Whistleblower’s apology, deadly village blockade, runners under quarantine, and patriotic eating—life in China slowly returns to normal after Covid-19
Viral Week is our weekly round-up of the weekend’s trending memes, humor, rumor, gossip, and everything else Chinese netizens are chatting about.
This week, a whistleblower finally gets his apology, a jogger flouts quarantine, a village blockade turns deadly, and officials eat for the nation:
Apologize too late
Wuhan’s police department have revoked their letter of reprimand for the late Dr. Li Wenliang, who raised early alarm on the coronavirus outbreak in December but was accused of “spreading rumors.” Police have issued an apology to Li’s family.
Academic gifts
After a month of providing medical relief in Huanggang, Hubei province, a doctor from Shandong province went home with a gift for his 8-year-old son: a set of exercise books based on the city’s notoriously difficult mock gaokao tests (the boy allegedly asked for the gift, though his father admits he probably thought it was some kind of food).
Running amok
An Australian-Chinese woman has been fired by her employer, the German pharmaceutical company Bayer, for flouting quarantine rules in Beijing to go jogging outside without a mask. Authorities in Beijing have introduced mandatory 14-day quarantine at government facilities for passengers arriving from abroad, and some flights are being diverted from Beijing to other cities, in an attempt to prevent “imported” Covid-19 cases from spreading in the community.
Home runs
A 66-year-old marathon runner and former Beijing Olympic torchbearer, who was more conscientious of neighborhood rules, has clocked 513 kilometers of running under quarantine—by doing 1,000 laps a day between his kitchen and living room for 50 days.
Deadly blockade
While returning home from selling vegetables, a woman in Hebei province died after driving her electric scooter into a steel wire erected as a makeshift blockade on a rural road. Many villages have implemented their own “hardcore” quarantine techniques to protect against the virus, like blocking roads, although such measures have been prohibited by the central government.
Aggrieved thief
As workers across China resume employment after Covid-19, a pickpocket in Sichuan province also headed back to work—and got caught on her first day. “How can you be so busy during a disease outbreak?” she asked police, perplexed.
Eating for the nation
The lifting of quarantine measures across much of China have galvanized local officials to take up their favorite activity: creating patriotic movements.
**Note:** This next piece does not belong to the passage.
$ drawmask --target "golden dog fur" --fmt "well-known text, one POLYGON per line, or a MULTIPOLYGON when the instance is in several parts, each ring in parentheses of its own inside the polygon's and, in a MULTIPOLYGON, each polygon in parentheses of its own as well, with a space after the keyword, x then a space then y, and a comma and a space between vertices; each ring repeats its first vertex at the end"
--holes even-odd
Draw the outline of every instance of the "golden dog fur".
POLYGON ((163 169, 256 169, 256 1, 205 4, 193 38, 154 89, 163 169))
The “Down to the Restaurant” movement saw a Nanjing party secretary heroically eating duck blood vermicelli, and a Zhangjiajie party secretary drinking coffee before the backdrop of mountains, to encourage people to eat out in order to resuscitate the food and beverage industry.
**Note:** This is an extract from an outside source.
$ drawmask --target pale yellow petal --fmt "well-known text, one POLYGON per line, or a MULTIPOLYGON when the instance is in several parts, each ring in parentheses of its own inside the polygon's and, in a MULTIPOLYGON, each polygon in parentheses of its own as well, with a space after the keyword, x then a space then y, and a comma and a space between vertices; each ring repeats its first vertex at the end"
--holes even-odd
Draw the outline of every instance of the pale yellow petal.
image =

Other officials took inspiration from livestreamers, and broadcast themselves selling local agricultural products.
Actor cleared
Chinese actor Gao Yunxiang and producer Wang Jing were cleared of charges that they sexually assaulted a woman in a hotel in Sydney, Australia in 2018 (though the incident is still likely to sink Gao’s career at home, due to China’s strict regulations on moral behavior of artists).
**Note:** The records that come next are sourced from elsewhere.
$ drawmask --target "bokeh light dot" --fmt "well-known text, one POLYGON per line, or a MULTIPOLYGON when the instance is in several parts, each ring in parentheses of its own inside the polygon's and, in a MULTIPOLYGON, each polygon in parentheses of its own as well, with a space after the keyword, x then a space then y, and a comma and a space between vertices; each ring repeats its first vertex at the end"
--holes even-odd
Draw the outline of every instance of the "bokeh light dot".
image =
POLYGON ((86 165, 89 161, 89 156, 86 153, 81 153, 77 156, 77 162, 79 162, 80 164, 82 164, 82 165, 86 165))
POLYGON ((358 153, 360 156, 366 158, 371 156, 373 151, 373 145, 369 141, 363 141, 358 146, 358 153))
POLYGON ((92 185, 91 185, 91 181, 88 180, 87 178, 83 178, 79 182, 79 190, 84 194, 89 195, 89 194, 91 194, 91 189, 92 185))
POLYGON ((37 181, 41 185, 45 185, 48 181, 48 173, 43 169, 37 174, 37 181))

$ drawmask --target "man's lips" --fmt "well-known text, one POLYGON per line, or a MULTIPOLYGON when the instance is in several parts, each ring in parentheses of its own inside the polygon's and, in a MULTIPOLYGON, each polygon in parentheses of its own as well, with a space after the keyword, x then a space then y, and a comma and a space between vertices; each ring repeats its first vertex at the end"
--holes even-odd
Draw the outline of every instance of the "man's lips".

Welcome to the neighbor-hoot
After a Ms. Zhao from Henan province found a mother owl laying eggs in the pipe of her kitchen ventilator, she decided to not use the kitchen, and even moved her family out of their apartment, to give the owl family some space. Four baby owls hatched last week, and Ms. Zhao was awarded a certificate of honor by the local forestry bureau for her good deed.